Blade neck 146 of structural element 142 of a bearingless rotor blade, which in the present technical field is also referred to as a flex beam and is enclosed by a so-called control bag 150, usually possesses a lead-lag-soft region that permits motions of the rotor blade in the lead-lag direction. The lead-lag-soft region thus constitutes a fictitious vertically oriented axis (also called a virtual lead-lag hinge) about which the rotor blade executes forward and backward lead-lag motions. In addition, blade neck 146 of structural element 142 usually has a flapwise-soft region that enables flapping of the blade in the vertical direction. The flapwise-soft region thus constitutes a fictitious horizontally oriented axis (also called a virtual flapping hinge) about which the rotor blade executes upward and downward flapwise motions. The distance between the virtual flapping hinge and the rotor axis of the rotor mast is referred to as the flapping hinge distance.

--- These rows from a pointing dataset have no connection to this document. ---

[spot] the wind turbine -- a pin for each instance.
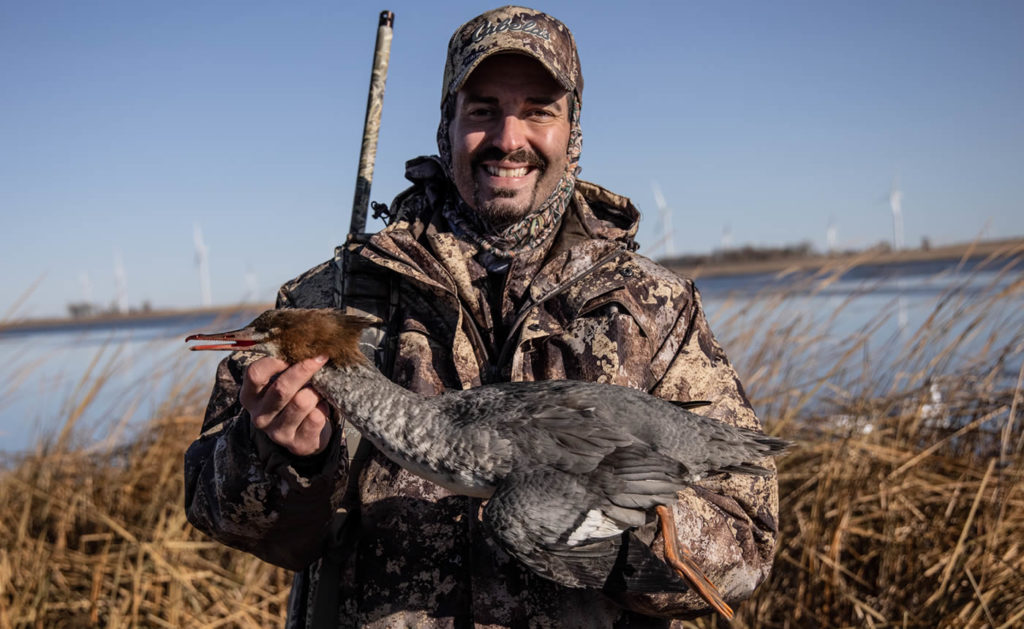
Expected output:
(203, 264)
(252, 285)
(667, 240)
(830, 236)
(120, 284)
(83, 278)
(896, 204)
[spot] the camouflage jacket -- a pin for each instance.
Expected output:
(390, 549)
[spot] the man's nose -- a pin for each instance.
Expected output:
(510, 133)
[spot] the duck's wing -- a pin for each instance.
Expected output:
(563, 528)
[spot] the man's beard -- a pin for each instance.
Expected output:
(500, 215)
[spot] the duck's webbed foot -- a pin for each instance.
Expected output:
(679, 557)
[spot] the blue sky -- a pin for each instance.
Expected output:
(124, 124)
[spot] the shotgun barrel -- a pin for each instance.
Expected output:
(372, 125)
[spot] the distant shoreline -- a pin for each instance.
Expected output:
(709, 268)
(154, 317)
(785, 265)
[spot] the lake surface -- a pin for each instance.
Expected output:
(136, 366)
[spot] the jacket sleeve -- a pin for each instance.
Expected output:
(247, 492)
(729, 521)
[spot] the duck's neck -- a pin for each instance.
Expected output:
(415, 431)
(390, 416)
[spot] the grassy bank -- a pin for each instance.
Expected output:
(899, 507)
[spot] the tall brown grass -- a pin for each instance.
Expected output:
(897, 509)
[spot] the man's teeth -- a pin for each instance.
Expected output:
(507, 172)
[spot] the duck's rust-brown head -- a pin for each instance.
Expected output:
(296, 334)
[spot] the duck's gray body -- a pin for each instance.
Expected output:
(568, 466)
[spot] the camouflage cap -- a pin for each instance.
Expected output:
(516, 30)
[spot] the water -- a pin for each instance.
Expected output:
(118, 373)
(45, 374)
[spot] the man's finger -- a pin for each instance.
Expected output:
(257, 377)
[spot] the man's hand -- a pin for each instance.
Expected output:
(282, 405)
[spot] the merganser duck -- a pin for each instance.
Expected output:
(569, 468)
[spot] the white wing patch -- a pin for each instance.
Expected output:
(595, 526)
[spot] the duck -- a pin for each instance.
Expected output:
(569, 469)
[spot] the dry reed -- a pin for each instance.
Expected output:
(898, 509)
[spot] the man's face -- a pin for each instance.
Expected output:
(509, 134)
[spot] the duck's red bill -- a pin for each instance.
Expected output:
(240, 340)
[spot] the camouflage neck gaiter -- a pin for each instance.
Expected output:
(530, 232)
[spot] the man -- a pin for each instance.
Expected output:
(498, 265)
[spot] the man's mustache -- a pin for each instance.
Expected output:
(519, 156)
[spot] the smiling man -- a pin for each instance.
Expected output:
(498, 265)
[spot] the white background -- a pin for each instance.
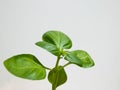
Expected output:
(93, 25)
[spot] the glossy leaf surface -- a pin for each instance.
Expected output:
(55, 42)
(49, 47)
(80, 58)
(57, 77)
(57, 38)
(25, 66)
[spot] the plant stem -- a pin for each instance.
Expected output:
(67, 64)
(58, 59)
(47, 68)
(53, 88)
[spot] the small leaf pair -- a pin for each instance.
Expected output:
(29, 67)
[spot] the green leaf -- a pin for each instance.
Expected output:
(57, 40)
(25, 66)
(49, 47)
(80, 58)
(57, 76)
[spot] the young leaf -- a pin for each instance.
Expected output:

In a bearingless rotor, this flapping hinge distance is relatively large. The flapping hinge distance is, for example, approximately 8 to 12% of the rotor-disc radius, measured from the rotor axis of the rotor mast radially outward to the blade tip. A large flapping hinge distance in a bearingless rotor results, during operation, on the one hand in good helicopter control response and maneuverability, but on the other hand, in particular, in a high natural flapping frequency. This relative high natural flapping frequency, and the vibrations that result therefrom in the bearingless rotor, are disadvantageous in terms of the helicopters flying characteristics, and lead to large stresses on blade connector 144 and blade neck 146. Blade connector 144 and blade neck 146 must therefore have correspondingly large dimensions in order to withstand the stress that occurs. In conventional helicopter rotors, a low natural flapping and lead-lag frequency is desirable for these reasons.
Because of the large stresses on the rotor blade in a bearingless rotor, and the strength of those components that must therefore be ensured, it is extremely difficult to reduce the flapping hinge distance or decrease it below a specific value. In conventional bearingless rotors, a small flapping hinge distance would considerably reduce the durability and service life of the rotor blade in question, which of course is disadvantageous or even hazardous. On the other hand, however, a small flapping hinge distance would be desirable for a variety of applications, since helicopters having such rotor blades are generally perceived by pilots, crew members, and passengers as being more comfortable.
In special rotors, for example tilting rotors (so-called tiltrotors) of tiltrotor helicopters or aircraft, a particularly lead-lag-stiff rotor is required for various reasons.